Les nouveaux acteurs chinois, eux, sont à la base de gigantesques plateformes de e-commerce et cela leur procure une agilité dont aucune banque, chinoise ou occidentale, n’est à même aujourd’hui de rêver. Collecte et exploitation de données, multiples expériences de marché, intégration d’offres et de services. Les banques occidentales pensent en termes de produits et services et cherchent des techniques innovantes. Les nouveaux acteurs chinois pensent en termes de marché, pour capitaliser sur les nouveaux usages et les nouvelles attentes qui sont en train d’y naitre – avec une orientation structurante : être le moins cher possible. Cela suppose une vision totalement nouvelle des moyens informatiques et des effets d’échelle massifs que ces acteurs sont en train de conquérir, outre sur leur propre marché, non pas en Occident mais dans d’autres pays émergents. En Inde, où Alibaba a acquis le réseau de téléphonie mobile Paytm. Ou en Corée du Sud, où Baidu vient d’obtenir une licence bancaire.
Tout repose donc sur une différence radicale d’approche, suggère l’étude. Les Occidentaux estiment que les ruptures peuvent être anticipées et ils tentent donc de deviner sur quelles innovations ils doivent miser. Pour les nouveaux acteurs chinois, les vraies innovations sont par principe inattendues et l’important est d’être le plus en prise possible avec les marchés et, mieux encore, d’être le marché.

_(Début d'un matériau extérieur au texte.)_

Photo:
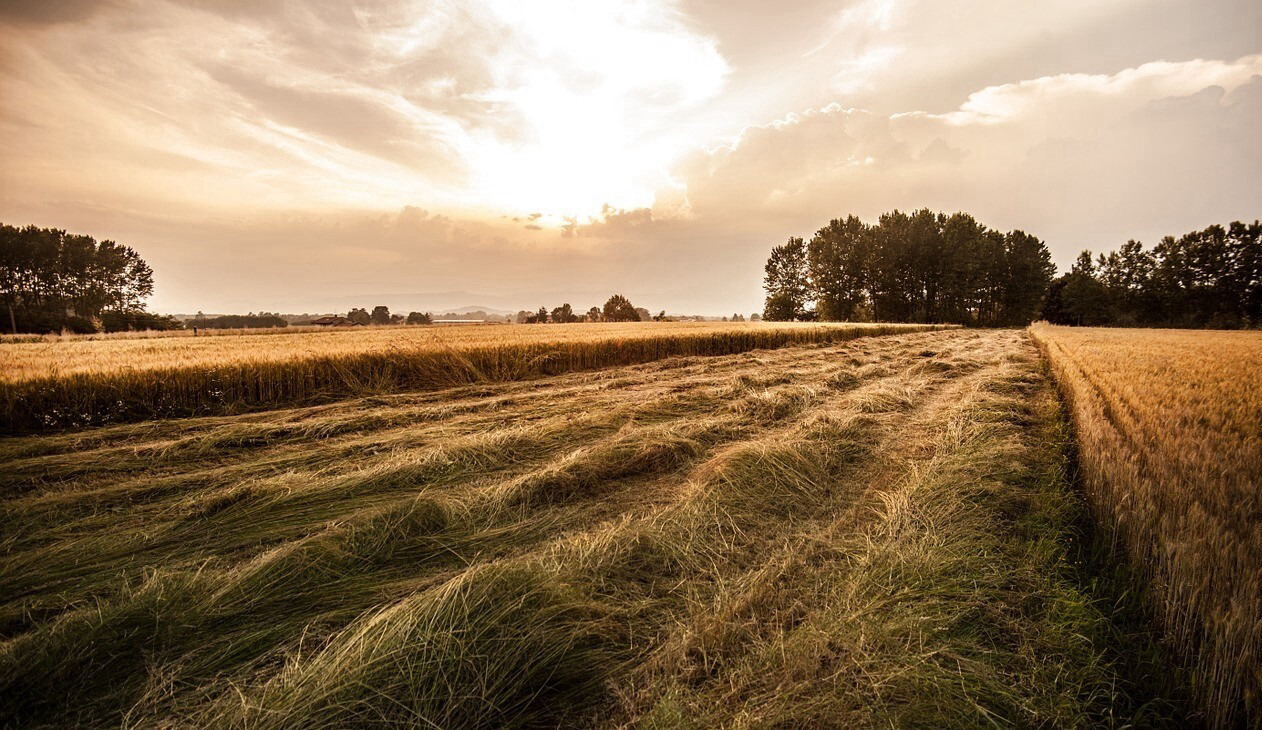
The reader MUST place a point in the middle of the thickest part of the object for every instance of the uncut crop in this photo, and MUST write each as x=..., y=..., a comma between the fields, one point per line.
x=1170, y=432
x=866, y=533
x=64, y=383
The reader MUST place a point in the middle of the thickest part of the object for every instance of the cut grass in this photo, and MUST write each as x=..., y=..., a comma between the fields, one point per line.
x=87, y=383
x=737, y=541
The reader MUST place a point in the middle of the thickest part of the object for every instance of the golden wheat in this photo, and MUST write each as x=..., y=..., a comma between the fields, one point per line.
x=1170, y=433
x=823, y=537
x=91, y=382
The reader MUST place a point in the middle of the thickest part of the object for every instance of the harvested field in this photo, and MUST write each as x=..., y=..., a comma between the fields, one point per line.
x=865, y=533
x=1170, y=432
x=76, y=382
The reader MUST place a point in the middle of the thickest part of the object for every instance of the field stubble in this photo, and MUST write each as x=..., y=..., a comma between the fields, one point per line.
x=867, y=533
x=77, y=383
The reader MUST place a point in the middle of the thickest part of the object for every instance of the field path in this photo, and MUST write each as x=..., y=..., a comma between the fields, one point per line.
x=695, y=537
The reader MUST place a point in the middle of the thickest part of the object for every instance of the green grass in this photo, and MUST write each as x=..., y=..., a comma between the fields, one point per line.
x=849, y=534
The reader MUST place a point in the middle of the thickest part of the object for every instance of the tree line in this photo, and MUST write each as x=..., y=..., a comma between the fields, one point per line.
x=52, y=281
x=919, y=267
x=1209, y=278
x=617, y=308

Le nouveau modèle bancaire qui est en train d’émerger est ainsi celui de plateformes de marché globales, suggère l’étude.
Etre partie prenante là où les choses s’inventent : nouveaux comportements de consommation, nouvelles pratiques commerciales, nouveaux marchés. Y capter les attentes, les opportunités.
Avec le commerce en ligne, l’essentiel du commerce va de plus en plus s’installer sur des plateformes globales. Amazon, iTunes, TripAdvisor : les exemples sont sous nos yeux. Cela signifie notamment que les transactions sont à même d’y acquérir une dimension internationale inaccessible et même inimaginable pour des petites et moyennes entreprises, pour de simples boutiques, il y a encore dix ans. Dans chaque pays, les entreprises à potentiel sont davantage là que dans la Silicon Valley, suggère l’étude. Quelles banques néanmoins ont intégré cette dimension dans leur vision stratégique ? Pour la France, la réponse serait sans doute assez difficile à donner.
Le pari est que le e-commerce et ses développements vont complètement transformer les besoins financiers et donc les banques elles-mêmes. Comment ? De quelle façon précise ? Ce sont bien là des questions occidentales !, à suivre l’étude. L’important n’est pas de les poser, encore moins d’attendre qu’elles trouvent des réponses pour s’en préoccuper. L’important est plutôt d’être capable d’intégrer les business platforms de demain, de contribuer à leur formation même, d’essayer en tous cas de se déployer dans cette direction. C’est la seule issue qui compte vraiment aujourd’hui pour les banques, affirme l’étude. Et à cet égard, est-il souligné, Alibaba, Baidu et Tencent ont pris une avance considérable qu’à terme les banques occidentales auront de plus en plus de mal à rattraper.